Шел третий день... - страница 9
Между тем приближался рассвет — пора было приводить битву к исходу. Браконьеры рассыпались и поползли, чтобы взять инспектора в клещи. Он слышал уже перед собой и по сторонам тяжелое дыхание. Выбрав ближайшее, выстрелил. Раздался вопль. «Все, — понял Шмаков, — можно и отдохнуть». Бандиты бросились бежать. Вопль раненого тоже удалялся. «Должно, в руку попал. Если б в ногу или еще куда, бег бы помедленнее».
Когда Нефедов приехал к дочери и сообщил, Антонина только головой покачала: «Нет, батя». Но побледнела. Подошла к окну:
— Глянь-ко — друг евонный молчит, не воет, а вы говорите, что… Нет, батя!
— Да я ничего такого и не сказал. Ну, катер утопленный обнаружили, вот и все.
— Будь она проклята, эта рыба, — запричитала дочь, — будь неладна…
— Конечно, работа такая, — вздохнул Нефедов, готовясь к тому, что Антонина или упадет, или зарыдает, или все вместе. — Работа такая… Надо бы, конечно, сменить, если, конечно, — он откашлялся, — ничего… особенного не случилось.
Антонина обернулась к отцу и неожиданно зло сказала:
— Вы бы помолились, батя, чтобы ничего не случилось, а то, если, не дай бог, чего случится… я сама займу Романово место, и тогда…
Взяв отцовскую моторку, уехала со шмаковским кобелем. Жмурик стоял на носу лодки и, напрягая остатки старческого чутья, искал хозяина, с которым, судя по поведению гостя, что-то произошло, хотя пес спокойно продремал ночь, и ничего особенного ему не показалось. Через два часа гонки по старицам и протокам дрожавший от напряжения и усталости Жмурик вдруг захрипел, закашлял. Антонина причалила к зарослям ивняка.
БАКЕНЩИК, КОТОРЫЙ ЛЮБИЛ
Никушин лениво вытаскивал из щели между бревнами не перестававших клевать ершей, снимал их с крючка и бросал в ведерко.
День начинался облачно и хмуро, но скоро просветлел, последние перья облаков унесло куда-то за лес, и теперь солнечные лучи, не встречая препятствий, падали на землю и жгли ее.
С мертвых сосновых бревен испарялась смола, отчего над плотом стоял тяжелый хвойный дух. Вода в ведерке грелась, и ерши переворачивались вверх белыми животами, засыпая в теплой воде.
Изредка Никушин поднимался, потягивался, потом, стараясь удержать равновесие, перепрыгивал со связки на связку, направляясь к краю плота, где у него стояла донка «на леща», снимал с крючков размокшие хлебные шарики, насаживал новые и забрасывал тяжелый груз подальше, на глубину. А когда, увлекаемые грузом, скрывались под водой крючки с насадкой, Никушин вздыхал, все-таки желая если не леща, то подлещика, хотя понимал, что по такой жаре клева не будет. И возвращался дергать ершей для развлечения.

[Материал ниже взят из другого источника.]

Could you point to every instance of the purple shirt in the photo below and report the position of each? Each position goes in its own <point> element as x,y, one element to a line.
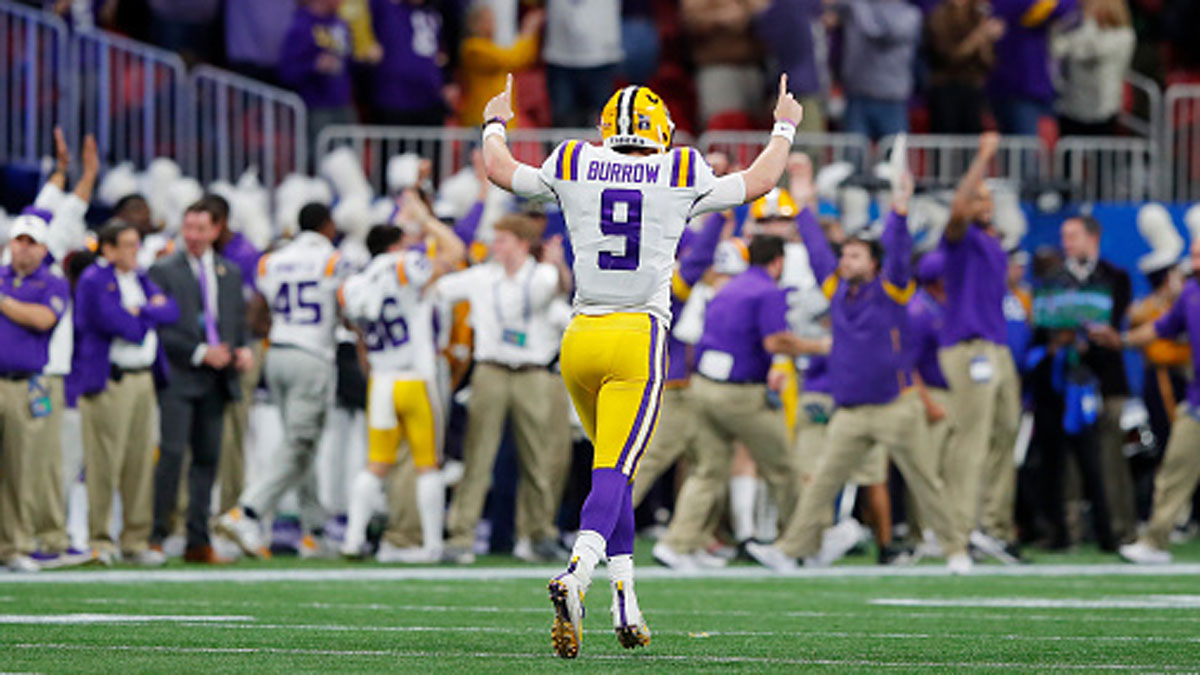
<point>1023,57</point>
<point>25,351</point>
<point>408,77</point>
<point>1185,317</point>
<point>307,39</point>
<point>245,256</point>
<point>921,344</point>
<point>743,312</point>
<point>867,362</point>
<point>976,275</point>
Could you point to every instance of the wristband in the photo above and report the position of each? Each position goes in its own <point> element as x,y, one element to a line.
<point>784,129</point>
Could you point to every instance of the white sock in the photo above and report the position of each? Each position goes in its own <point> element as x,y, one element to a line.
<point>588,550</point>
<point>742,493</point>
<point>431,505</point>
<point>366,489</point>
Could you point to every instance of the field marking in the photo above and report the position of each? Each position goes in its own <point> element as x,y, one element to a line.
<point>79,619</point>
<point>634,658</point>
<point>143,577</point>
<point>1128,602</point>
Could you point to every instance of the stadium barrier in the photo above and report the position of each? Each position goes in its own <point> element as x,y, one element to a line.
<point>132,96</point>
<point>1182,143</point>
<point>33,76</point>
<point>239,123</point>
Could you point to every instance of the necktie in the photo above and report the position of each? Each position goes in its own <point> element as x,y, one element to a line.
<point>210,323</point>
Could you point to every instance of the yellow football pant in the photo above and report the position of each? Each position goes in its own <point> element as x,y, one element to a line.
<point>615,366</point>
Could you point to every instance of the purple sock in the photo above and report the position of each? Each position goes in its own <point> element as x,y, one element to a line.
<point>601,509</point>
<point>622,539</point>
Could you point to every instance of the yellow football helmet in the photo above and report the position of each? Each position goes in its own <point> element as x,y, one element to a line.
<point>635,115</point>
<point>775,204</point>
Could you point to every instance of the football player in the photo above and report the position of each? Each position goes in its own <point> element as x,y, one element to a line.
<point>625,204</point>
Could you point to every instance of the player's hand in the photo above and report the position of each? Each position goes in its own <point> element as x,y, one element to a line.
<point>61,153</point>
<point>244,359</point>
<point>989,142</point>
<point>501,106</point>
<point>799,174</point>
<point>787,107</point>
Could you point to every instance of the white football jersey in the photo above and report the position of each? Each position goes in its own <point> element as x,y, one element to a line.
<point>624,215</point>
<point>389,303</point>
<point>300,284</point>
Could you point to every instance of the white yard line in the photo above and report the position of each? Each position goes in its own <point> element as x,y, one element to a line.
<point>641,657</point>
<point>247,574</point>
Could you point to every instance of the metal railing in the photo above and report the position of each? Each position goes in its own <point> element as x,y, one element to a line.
<point>1182,143</point>
<point>132,96</point>
<point>940,160</point>
<point>240,123</point>
<point>33,82</point>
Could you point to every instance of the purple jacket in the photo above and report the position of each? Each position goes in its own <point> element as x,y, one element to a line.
<point>100,317</point>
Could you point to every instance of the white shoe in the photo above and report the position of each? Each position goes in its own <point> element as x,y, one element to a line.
<point>959,563</point>
<point>1144,554</point>
<point>22,563</point>
<point>241,530</point>
<point>769,556</point>
<point>670,557</point>
<point>567,596</point>
<point>628,620</point>
<point>411,555</point>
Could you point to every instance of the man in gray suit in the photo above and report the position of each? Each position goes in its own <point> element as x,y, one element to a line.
<point>207,350</point>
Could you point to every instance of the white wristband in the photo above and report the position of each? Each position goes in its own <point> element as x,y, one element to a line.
<point>784,129</point>
<point>496,129</point>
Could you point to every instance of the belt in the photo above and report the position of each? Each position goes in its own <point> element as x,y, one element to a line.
<point>510,368</point>
<point>115,374</point>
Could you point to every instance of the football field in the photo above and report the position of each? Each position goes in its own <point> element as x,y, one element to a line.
<point>1083,611</point>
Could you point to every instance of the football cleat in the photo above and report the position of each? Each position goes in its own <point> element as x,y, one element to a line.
<point>628,620</point>
<point>567,596</point>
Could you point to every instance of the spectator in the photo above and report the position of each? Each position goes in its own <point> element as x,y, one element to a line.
<point>729,60</point>
<point>960,39</point>
<point>207,350</point>
<point>786,29</point>
<point>880,43</point>
<point>582,52</point>
<point>255,34</point>
<point>1093,59</point>
<point>485,64</point>
<point>31,303</point>
<point>1020,87</point>
<point>408,82</point>
<point>315,64</point>
<point>118,359</point>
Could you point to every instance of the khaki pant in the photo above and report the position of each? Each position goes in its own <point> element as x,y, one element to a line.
<point>852,435</point>
<point>1176,477</point>
<point>47,502</point>
<point>496,392</point>
<point>119,447</point>
<point>558,465</point>
<point>979,467</point>
<point>727,413</point>
<point>17,469</point>
<point>232,466</point>
<point>673,438</point>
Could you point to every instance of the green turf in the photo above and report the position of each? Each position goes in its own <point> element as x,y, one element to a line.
<point>757,625</point>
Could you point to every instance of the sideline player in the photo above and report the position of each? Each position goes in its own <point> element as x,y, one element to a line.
<point>625,204</point>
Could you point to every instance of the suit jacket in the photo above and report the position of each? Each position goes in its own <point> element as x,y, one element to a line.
<point>181,338</point>
<point>100,317</point>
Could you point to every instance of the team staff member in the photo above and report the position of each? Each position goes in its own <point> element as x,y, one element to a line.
<point>744,326</point>
<point>515,344</point>
<point>867,305</point>
<point>31,302</point>
<point>300,282</point>
<point>978,365</point>
<point>1177,476</point>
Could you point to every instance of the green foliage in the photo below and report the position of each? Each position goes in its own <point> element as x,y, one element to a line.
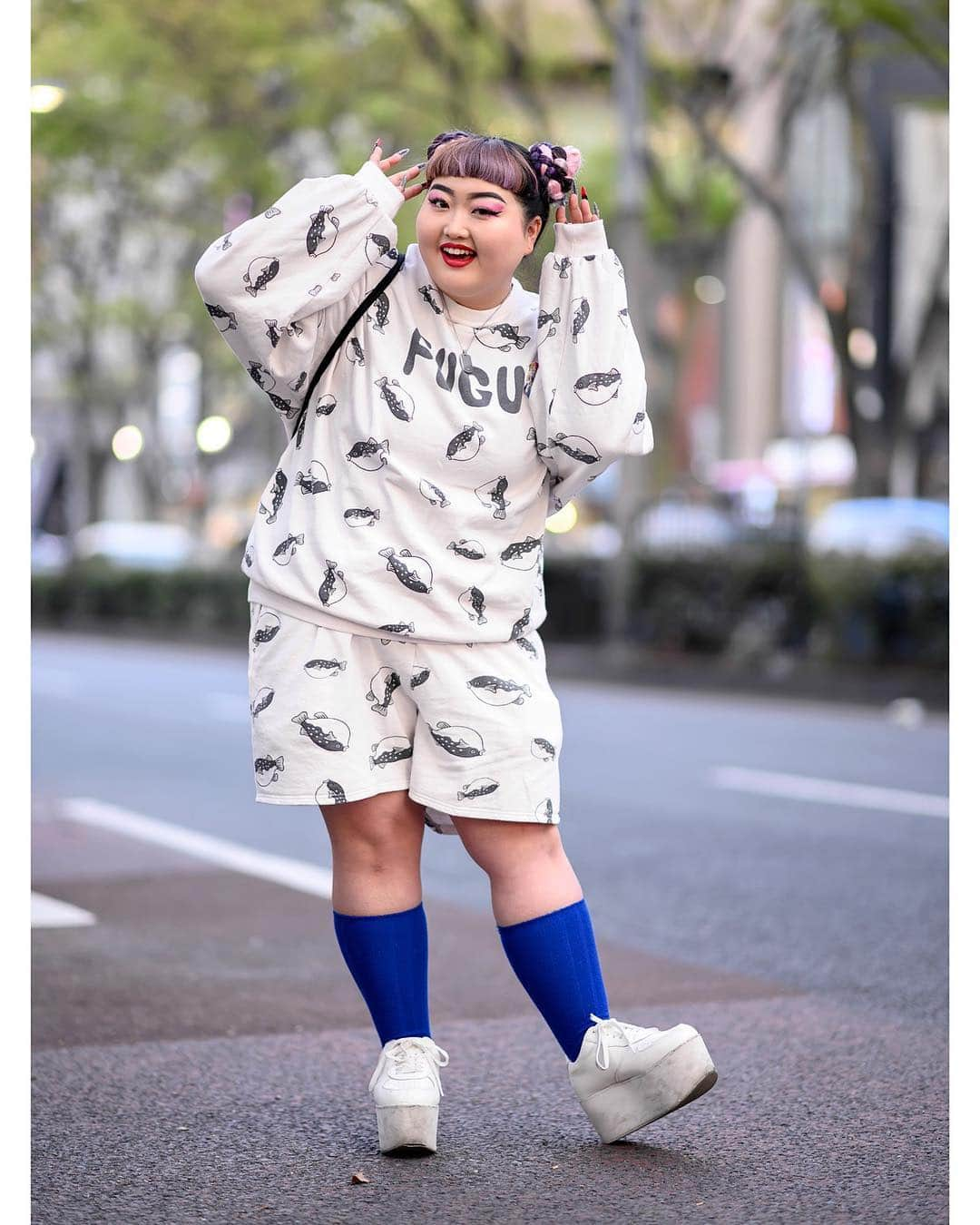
<point>742,604</point>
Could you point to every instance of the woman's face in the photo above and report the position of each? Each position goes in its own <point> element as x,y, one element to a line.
<point>487,220</point>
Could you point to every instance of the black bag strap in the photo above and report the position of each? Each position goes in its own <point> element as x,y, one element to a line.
<point>342,335</point>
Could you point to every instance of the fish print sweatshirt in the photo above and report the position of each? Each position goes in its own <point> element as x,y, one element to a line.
<point>412,500</point>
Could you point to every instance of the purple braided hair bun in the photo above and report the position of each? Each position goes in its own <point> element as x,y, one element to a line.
<point>556,165</point>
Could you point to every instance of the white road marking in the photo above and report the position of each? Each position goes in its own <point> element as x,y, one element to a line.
<point>52,913</point>
<point>290,872</point>
<point>53,682</point>
<point>823,790</point>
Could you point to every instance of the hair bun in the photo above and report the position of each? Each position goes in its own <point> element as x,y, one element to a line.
<point>556,165</point>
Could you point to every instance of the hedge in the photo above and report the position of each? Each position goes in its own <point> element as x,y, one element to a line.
<point>745,603</point>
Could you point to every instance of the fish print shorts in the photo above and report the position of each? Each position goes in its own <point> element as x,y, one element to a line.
<point>471,731</point>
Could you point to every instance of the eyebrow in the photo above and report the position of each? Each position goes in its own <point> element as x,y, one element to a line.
<point>473,195</point>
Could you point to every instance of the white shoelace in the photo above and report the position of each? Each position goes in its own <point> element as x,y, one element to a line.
<point>410,1050</point>
<point>608,1024</point>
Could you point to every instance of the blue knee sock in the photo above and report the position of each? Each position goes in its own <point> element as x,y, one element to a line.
<point>555,958</point>
<point>388,957</point>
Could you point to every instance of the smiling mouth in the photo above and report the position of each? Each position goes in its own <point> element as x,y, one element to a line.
<point>456,261</point>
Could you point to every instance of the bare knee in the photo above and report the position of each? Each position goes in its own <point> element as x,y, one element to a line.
<point>507,848</point>
<point>377,830</point>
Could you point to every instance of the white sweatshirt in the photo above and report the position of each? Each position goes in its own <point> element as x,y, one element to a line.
<point>412,503</point>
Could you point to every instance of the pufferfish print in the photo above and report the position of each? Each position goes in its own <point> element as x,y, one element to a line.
<point>433,494</point>
<point>333,588</point>
<point>473,598</point>
<point>492,494</point>
<point>469,549</point>
<point>381,690</point>
<point>380,316</point>
<point>378,249</point>
<point>416,578</point>
<point>279,483</point>
<point>325,731</point>
<point>521,625</point>
<point>576,447</point>
<point>361,517</point>
<point>322,669</point>
<point>398,402</point>
<point>466,445</point>
<point>369,455</point>
<point>266,630</point>
<point>580,318</point>
<point>522,554</point>
<point>322,233</point>
<point>218,312</point>
<point>478,787</point>
<point>329,791</point>
<point>457,740</point>
<point>261,375</point>
<point>496,691</point>
<point>260,272</point>
<point>325,405</point>
<point>545,812</point>
<point>388,750</point>
<point>550,318</point>
<point>316,480</point>
<point>426,293</point>
<point>500,336</point>
<point>284,552</point>
<point>598,387</point>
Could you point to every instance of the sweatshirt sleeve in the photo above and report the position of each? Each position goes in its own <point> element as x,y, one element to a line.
<point>590,391</point>
<point>269,283</point>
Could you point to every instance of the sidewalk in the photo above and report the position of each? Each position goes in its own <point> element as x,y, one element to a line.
<point>202,1055</point>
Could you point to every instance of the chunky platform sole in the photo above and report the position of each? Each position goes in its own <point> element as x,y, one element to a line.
<point>407,1127</point>
<point>678,1078</point>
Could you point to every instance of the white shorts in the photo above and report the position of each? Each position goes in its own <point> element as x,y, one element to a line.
<point>471,731</point>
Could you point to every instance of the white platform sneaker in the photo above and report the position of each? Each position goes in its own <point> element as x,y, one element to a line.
<point>406,1088</point>
<point>626,1075</point>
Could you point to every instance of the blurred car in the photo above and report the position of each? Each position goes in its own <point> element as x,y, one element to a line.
<point>143,544</point>
<point>49,553</point>
<point>881,527</point>
<point>671,527</point>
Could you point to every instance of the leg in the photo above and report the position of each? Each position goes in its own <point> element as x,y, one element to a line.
<point>543,921</point>
<point>377,849</point>
<point>528,868</point>
<point>377,912</point>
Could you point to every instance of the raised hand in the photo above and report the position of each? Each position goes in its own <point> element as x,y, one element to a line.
<point>578,211</point>
<point>402,177</point>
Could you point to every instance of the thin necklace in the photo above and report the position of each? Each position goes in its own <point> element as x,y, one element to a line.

Плоты были причалены к низкому травянистому берегу, на котором сонно паслись утомленные жарой, стреноженные лошади. Дальше, вдоль пыльной дороги к пристани, стояли хромые избенки небольшой старой деревни.
— Здравствуй, дядя Мить! — донеслось с берега.
— Здоровы, здоровы, — Никушин крякнул, вытер скользкие после ершей пальцы о рубашку и достал из нагрудного кармана пачку папирос. Он не заметил, как пришли Санька и Серенька, хотя знал, что они придут, и ждал их появления. Каждое погожее утро они приходили к берегу, ложились на траву, и все повторялось и не удивляло уже Никушина.
— Мы закурим, дядя Мить?
— Курите, курите, не скажу. — И закурил сам.
— Ставлю семь на Тарзана, — объявил Санька.
— Ха! Ложка придет первей! Семь на Ложку, — сказал Серенька.
Никушин продолжал воевать с ершами, а ребята вытащили из полотняного мешочка большой ломоть свежего черного хлеба и положили его рядом с собой на траву.
Лошадь, первой почуявшая запах хлеба, глухо ударяя копытами связанных передних ног, приближалась к ребятам, но хлеб сразу же прятался в мешочек, и животное, обиженно заржав, уходило.
— Моя взяла! — ликовал Санька. — Обратно на Тарзана! А Ложка дура.
— Дура, — соглашался Серенька, — поставлю на Ларчика.
— Семь на Тарзана!
— Семь на Ларчика!
— Играешь в долг.
— Знаю.
И снова из мешочка извлекался хлеб, и снова, пофыркивая, приходила лошадь, и, наверное, это был Ларчик, потому что семь копеек отыгрывались.
У них было только по семь копеек.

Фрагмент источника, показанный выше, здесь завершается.